There are few indications that Democratic leaders recognize the imperative. The most popular theme at the Democratic National Convention in August was the idea of finally being able to relax and get back to a vaguely defined “normal” politics.


These are not "normal times."




The top issue for voters across all demographics in this election was not normalcy, but the economy. The economy is a complicated idea for most people ― it’s about paychecks and utility bills, but also about fairness and inequality. When people say they are unhappy with the economy, nearly all of them mean they want to make more money. But many are also expressing frustration with a social order that increasingly concentrates private power in unaccountable hands as it delivers too many fruits of society’s labors to an irresponsible elite.


Four years from now, voters will still care about the economy. And if they don’t like it, the White House incumbent to absorb that blame will be a Democrat. The Republican alternative will likely share many of Trump’s worst qualities and be less burdened by Trump’s obvious incompetence (do not underestimate, the Republican party is brilliant at strategizing and regrouping). To thwart the rise of the next Trumpian demagogue, Biden and the Democratic Party must overhaul the system that created and sustained Trump the business magnate.

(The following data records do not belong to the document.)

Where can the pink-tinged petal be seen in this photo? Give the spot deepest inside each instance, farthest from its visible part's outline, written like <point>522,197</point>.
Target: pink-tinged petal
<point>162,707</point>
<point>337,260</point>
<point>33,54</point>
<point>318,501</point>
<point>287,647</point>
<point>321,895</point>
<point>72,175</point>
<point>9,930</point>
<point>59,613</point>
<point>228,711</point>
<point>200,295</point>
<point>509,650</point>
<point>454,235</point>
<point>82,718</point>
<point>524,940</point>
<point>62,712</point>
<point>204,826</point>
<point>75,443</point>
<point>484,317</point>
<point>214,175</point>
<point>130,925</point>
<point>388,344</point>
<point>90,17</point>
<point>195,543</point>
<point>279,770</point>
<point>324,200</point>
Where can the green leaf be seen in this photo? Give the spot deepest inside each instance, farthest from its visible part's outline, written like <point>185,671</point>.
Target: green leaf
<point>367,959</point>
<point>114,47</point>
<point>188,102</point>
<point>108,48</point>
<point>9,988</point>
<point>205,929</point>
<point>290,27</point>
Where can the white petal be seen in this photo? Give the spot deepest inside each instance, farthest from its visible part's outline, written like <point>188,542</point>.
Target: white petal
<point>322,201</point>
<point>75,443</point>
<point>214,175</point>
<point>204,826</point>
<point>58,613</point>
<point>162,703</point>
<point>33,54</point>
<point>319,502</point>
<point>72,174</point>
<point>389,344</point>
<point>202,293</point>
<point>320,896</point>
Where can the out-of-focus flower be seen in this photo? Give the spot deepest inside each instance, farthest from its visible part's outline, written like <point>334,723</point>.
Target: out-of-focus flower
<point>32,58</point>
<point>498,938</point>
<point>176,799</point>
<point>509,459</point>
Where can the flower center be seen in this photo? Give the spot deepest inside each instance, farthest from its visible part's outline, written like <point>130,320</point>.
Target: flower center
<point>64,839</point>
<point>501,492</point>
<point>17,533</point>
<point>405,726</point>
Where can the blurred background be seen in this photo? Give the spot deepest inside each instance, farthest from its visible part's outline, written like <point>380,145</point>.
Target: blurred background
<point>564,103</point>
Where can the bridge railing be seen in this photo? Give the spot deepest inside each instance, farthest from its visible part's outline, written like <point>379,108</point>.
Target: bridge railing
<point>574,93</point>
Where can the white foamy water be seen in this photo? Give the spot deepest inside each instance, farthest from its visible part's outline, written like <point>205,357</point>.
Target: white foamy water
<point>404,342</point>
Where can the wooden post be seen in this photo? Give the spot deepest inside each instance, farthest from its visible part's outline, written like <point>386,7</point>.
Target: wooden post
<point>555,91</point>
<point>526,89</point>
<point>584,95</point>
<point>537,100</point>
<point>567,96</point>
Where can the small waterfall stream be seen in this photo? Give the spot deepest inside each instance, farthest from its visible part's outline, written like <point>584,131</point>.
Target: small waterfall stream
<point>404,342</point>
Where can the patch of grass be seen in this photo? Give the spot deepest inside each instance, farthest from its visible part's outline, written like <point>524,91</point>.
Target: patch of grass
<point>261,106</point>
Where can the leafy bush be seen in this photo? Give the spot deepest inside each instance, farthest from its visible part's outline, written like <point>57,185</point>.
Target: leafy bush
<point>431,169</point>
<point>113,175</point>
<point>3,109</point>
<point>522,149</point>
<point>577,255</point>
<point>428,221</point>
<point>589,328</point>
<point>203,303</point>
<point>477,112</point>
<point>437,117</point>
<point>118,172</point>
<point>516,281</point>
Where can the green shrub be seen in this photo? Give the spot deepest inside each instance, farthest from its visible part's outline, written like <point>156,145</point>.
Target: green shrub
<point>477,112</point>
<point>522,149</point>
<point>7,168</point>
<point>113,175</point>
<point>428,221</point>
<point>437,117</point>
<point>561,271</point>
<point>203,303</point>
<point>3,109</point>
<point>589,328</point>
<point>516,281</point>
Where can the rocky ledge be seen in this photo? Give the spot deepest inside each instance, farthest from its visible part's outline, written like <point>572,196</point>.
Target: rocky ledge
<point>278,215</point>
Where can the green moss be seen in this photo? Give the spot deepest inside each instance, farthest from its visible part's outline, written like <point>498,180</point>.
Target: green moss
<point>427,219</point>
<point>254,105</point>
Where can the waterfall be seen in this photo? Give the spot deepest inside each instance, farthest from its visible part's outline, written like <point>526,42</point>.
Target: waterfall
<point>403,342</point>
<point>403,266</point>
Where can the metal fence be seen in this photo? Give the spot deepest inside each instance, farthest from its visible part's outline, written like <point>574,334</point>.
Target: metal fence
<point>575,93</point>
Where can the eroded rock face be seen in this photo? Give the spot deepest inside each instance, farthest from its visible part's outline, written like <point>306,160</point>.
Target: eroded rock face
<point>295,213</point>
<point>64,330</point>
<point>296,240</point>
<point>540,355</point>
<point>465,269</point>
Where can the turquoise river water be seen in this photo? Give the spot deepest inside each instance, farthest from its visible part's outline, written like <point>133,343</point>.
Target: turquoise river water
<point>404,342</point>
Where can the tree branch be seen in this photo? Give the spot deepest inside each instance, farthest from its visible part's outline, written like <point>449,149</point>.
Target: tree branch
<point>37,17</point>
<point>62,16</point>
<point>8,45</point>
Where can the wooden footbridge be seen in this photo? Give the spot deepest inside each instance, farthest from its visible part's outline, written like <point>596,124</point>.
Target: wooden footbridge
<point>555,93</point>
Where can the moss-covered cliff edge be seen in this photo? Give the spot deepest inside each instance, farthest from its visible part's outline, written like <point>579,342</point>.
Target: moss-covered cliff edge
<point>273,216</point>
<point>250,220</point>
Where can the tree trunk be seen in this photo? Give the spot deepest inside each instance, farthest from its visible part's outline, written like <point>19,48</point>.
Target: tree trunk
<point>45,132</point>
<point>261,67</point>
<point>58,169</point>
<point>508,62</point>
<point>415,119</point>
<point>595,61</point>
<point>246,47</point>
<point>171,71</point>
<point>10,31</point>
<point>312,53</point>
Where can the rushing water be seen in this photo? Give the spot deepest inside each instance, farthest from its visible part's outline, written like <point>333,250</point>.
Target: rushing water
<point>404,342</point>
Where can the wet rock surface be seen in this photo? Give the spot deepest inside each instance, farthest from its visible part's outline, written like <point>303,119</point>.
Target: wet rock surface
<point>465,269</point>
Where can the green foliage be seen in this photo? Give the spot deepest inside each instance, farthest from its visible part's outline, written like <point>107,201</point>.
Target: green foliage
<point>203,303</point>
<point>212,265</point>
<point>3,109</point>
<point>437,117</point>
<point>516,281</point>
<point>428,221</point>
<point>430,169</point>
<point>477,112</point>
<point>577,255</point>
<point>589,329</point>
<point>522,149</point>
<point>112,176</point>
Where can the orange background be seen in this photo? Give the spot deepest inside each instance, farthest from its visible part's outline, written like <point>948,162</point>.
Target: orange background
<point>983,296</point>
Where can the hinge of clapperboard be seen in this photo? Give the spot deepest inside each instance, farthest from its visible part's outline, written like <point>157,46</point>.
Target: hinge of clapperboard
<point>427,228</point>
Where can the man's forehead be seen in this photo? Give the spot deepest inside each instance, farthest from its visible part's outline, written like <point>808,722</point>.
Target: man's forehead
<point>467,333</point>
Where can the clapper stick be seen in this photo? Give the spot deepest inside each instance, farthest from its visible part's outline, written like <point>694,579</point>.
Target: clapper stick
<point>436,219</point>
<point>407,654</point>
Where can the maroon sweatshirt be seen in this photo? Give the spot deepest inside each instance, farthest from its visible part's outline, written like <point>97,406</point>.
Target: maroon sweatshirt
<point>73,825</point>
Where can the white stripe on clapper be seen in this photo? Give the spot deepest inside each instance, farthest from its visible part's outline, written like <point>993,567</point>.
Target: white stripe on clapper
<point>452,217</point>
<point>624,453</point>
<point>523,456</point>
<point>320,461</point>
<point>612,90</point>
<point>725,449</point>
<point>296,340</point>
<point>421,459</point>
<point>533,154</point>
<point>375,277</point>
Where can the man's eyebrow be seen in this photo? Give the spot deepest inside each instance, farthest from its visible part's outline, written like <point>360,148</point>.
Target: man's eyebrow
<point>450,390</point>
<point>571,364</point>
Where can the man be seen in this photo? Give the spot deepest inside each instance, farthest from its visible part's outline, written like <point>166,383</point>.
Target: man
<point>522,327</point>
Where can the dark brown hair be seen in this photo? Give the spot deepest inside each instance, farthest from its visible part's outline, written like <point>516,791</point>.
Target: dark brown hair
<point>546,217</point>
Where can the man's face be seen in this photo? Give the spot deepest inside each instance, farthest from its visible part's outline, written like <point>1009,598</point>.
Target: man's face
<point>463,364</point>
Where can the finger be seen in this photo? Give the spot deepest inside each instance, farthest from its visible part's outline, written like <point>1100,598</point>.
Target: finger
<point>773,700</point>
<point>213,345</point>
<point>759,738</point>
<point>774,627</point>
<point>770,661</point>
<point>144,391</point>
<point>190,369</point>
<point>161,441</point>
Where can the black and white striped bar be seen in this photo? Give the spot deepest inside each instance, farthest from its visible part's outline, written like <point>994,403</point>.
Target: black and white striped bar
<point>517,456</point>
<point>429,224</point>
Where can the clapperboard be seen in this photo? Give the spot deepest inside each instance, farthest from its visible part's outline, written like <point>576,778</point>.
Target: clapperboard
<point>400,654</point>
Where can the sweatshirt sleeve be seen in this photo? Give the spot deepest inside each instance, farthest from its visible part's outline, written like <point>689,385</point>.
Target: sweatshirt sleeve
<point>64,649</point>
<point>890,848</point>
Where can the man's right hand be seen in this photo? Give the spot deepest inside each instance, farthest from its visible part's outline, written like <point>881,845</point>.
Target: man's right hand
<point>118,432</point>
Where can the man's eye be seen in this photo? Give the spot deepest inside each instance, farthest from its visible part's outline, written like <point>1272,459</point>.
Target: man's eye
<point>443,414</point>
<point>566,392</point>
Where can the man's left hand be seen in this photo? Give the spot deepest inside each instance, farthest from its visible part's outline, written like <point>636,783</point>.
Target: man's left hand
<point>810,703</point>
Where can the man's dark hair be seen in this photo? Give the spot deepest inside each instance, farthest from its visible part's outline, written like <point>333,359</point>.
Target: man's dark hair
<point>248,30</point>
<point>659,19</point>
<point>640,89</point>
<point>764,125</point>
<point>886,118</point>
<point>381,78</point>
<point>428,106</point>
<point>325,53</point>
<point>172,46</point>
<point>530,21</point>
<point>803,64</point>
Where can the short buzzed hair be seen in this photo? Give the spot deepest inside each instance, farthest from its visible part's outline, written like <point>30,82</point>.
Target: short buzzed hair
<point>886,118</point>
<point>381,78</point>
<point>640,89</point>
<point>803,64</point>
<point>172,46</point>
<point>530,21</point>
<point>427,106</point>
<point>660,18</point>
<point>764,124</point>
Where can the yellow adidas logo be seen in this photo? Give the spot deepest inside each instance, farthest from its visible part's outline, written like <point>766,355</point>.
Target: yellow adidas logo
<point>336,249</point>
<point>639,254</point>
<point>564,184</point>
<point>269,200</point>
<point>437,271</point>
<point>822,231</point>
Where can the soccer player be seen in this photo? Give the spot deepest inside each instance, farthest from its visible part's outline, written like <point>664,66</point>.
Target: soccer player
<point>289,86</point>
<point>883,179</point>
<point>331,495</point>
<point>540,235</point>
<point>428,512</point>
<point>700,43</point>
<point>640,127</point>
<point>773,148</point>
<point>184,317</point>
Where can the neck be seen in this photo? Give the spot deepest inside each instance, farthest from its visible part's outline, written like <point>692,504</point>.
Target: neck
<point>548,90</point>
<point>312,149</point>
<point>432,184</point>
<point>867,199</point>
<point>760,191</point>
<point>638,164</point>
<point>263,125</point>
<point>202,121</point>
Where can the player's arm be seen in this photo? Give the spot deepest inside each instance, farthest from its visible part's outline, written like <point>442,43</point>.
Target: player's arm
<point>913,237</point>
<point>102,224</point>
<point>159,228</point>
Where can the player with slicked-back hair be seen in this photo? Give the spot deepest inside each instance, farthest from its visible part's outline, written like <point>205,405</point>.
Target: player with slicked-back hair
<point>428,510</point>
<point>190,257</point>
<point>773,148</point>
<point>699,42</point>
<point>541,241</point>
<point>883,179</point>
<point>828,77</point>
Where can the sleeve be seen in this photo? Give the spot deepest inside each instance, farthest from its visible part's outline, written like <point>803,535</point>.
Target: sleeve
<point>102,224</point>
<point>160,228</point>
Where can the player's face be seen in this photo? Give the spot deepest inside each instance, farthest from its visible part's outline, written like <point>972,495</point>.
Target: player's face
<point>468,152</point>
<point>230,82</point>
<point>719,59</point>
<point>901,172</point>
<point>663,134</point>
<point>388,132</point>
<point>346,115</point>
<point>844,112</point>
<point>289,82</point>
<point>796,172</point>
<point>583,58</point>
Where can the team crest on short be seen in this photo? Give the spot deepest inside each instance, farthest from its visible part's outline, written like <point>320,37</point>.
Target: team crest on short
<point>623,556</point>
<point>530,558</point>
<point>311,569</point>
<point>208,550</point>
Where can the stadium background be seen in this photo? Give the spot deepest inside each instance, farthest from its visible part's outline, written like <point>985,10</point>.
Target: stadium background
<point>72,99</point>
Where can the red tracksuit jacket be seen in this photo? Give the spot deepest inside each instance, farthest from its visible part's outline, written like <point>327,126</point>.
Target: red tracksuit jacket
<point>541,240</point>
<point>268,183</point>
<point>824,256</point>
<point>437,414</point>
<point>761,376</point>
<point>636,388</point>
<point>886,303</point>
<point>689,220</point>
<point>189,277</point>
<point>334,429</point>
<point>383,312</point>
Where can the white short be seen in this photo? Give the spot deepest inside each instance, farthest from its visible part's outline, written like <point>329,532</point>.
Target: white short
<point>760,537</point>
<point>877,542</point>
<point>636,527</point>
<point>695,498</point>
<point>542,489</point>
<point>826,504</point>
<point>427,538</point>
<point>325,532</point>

In the closing weeks of his campaign, Biden tied his prospective administration to the legacy of Franklin Delano Roosevelt ― a leader who came to office during an era of crisis and met the moment by reformulating the very nature of the American government. Roosevelt made mistakes, but he recognized that continuing the status quo of 1932 would bring the end of the American government. He brought to the government energy and ambition that Biden must now embrace if we can hope to avoid an authoritarian future in the 21st century.


The country cannot afford that type of failure.